In addition to Vesna Vulovic's 33,330-foot free fall, there are many other instances where airplane pilots or crew have plunged thousands of feet without a functioning parachute and survived.
Russian Lieutenant I. M. Chisov, piloting an Ilyushin-4 bomber, was attacked by 12 German Messerschmitts in January 1942. He bailed out at an altitude of about 22,000 feet. He chose not to open his parachute to avoid being killed by the fighter pilots, planning to open his chute at 1000 feet. However, he lost consciousness during free fall and landed on a steep ravine with 3 feet of snow.
Chisov awoke 20 minutes later. He only had a concussion of his spine and a fractured pelvis, returning to duty as a flight instructor three and a half months later.
Nick Alkemade of the RAF, tail gunner in an AVRO Lancaster bomber, was trapped in his burning gun turret after the bomber was attacked by a German Ju-88 bomber. His parachute was in the cabin area, but he couldn't get it, so he jumped out of the plane, preferring a quick death to being burned alive.
Alkemade fell from 18,000 feet, all the while thinking of his impending death, falling in a position with his head down.
Suddenly, he was on the ground, looking up at the stars through some pine trees.
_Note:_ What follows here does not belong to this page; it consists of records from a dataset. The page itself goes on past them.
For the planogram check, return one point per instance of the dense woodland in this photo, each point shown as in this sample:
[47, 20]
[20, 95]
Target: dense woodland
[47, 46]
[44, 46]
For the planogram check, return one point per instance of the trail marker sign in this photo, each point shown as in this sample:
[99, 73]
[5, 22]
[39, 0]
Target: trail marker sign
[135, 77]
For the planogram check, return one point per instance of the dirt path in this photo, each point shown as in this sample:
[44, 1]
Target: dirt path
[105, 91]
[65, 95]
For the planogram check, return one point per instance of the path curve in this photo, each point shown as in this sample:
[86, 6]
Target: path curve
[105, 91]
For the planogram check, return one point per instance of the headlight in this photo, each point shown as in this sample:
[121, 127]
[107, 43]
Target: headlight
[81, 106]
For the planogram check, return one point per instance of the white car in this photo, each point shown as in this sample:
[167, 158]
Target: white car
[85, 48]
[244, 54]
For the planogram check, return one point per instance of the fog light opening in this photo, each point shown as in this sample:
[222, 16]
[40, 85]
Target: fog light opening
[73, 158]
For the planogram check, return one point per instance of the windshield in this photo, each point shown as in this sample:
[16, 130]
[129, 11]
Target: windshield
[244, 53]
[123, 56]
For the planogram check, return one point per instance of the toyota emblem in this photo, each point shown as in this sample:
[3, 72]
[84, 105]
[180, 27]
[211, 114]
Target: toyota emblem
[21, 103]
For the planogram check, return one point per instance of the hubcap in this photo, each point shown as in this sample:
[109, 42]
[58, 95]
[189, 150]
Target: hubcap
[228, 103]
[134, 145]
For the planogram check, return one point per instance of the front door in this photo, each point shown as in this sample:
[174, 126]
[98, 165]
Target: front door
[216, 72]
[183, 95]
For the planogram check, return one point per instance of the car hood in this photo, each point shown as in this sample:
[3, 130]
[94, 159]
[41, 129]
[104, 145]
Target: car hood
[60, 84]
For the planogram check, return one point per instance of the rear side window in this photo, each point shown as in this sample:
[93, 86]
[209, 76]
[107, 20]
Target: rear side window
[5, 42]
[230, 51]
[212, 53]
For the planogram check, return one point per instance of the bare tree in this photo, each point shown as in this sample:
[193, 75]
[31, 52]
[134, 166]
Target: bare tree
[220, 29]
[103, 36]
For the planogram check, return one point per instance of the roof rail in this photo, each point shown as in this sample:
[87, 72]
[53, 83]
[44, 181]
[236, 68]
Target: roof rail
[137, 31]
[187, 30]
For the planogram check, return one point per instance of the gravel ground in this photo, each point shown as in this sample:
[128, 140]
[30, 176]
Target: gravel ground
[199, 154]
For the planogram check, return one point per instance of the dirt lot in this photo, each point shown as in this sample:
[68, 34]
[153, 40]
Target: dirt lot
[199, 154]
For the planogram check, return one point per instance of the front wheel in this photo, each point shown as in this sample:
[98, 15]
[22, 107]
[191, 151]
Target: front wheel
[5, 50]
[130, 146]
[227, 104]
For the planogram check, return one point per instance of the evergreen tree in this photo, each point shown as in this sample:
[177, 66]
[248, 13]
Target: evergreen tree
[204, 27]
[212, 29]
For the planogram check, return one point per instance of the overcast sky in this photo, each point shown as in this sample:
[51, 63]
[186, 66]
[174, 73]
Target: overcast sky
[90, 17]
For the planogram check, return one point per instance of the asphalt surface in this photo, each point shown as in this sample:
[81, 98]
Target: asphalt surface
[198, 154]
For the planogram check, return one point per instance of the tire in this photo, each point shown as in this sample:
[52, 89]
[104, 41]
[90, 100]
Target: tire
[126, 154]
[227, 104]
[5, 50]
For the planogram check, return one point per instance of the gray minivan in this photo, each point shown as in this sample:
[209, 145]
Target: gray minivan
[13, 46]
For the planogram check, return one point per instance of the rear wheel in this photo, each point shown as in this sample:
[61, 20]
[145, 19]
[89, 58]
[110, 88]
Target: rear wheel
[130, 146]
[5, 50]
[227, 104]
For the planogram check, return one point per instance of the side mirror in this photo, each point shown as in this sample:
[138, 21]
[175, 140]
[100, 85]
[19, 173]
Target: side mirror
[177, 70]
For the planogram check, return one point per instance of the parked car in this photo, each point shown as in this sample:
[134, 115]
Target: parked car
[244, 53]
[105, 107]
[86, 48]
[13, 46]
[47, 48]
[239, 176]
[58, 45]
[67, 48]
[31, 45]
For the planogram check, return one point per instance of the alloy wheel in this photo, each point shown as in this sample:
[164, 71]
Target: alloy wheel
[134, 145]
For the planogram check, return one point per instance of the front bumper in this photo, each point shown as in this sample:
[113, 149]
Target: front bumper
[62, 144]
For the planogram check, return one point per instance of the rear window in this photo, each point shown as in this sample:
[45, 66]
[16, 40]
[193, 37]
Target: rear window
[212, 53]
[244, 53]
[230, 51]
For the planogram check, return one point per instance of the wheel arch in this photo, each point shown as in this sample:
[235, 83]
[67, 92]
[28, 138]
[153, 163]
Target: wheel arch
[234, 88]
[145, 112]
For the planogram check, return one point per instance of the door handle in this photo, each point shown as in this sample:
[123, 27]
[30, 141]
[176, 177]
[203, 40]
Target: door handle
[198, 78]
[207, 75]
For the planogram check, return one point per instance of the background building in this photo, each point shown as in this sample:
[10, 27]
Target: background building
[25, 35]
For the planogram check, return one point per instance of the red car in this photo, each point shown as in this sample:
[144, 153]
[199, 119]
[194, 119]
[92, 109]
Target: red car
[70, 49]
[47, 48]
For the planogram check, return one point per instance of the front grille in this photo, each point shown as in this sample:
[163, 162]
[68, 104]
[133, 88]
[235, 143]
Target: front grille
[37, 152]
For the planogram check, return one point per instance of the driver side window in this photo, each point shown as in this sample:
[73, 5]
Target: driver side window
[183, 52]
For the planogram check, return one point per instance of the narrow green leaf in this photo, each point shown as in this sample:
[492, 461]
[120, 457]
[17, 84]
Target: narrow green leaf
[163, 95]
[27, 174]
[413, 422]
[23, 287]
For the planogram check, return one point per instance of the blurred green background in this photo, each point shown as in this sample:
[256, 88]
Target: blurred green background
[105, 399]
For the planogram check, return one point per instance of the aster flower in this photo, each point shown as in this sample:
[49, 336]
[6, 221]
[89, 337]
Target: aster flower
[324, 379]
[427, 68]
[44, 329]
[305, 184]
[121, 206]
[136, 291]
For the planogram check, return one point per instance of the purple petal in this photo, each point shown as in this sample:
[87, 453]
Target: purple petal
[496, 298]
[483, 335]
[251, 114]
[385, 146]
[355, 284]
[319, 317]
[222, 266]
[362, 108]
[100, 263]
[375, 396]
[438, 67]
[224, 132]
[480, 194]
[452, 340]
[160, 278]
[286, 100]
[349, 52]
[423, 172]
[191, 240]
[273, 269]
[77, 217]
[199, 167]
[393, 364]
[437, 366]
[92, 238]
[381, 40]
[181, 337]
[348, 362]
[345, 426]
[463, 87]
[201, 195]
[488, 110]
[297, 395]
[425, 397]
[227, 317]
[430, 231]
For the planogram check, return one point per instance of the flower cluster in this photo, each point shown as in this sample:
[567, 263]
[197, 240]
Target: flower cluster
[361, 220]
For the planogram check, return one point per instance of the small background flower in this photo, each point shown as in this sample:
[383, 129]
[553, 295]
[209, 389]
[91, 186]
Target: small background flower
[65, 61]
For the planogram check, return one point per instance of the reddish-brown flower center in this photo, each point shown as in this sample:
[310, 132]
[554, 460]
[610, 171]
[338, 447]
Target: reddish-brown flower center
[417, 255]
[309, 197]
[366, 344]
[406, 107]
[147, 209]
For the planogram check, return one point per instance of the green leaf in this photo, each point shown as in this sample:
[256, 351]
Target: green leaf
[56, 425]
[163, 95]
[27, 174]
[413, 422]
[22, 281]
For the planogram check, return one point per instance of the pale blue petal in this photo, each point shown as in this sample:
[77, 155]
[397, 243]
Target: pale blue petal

He couldn't believe he was okay, but moving both arms and legs he soon realized he was not even hurt badly and smoked a cigarette before getting up.
Pine trees had slowed his descent and he fell to soft snow. His most serious injury was a sprained leg.
Alkemade was captured by the Germans. The Gestapo did not believe his story until they inspected the parachute harness and found his burned parachute at the crash site.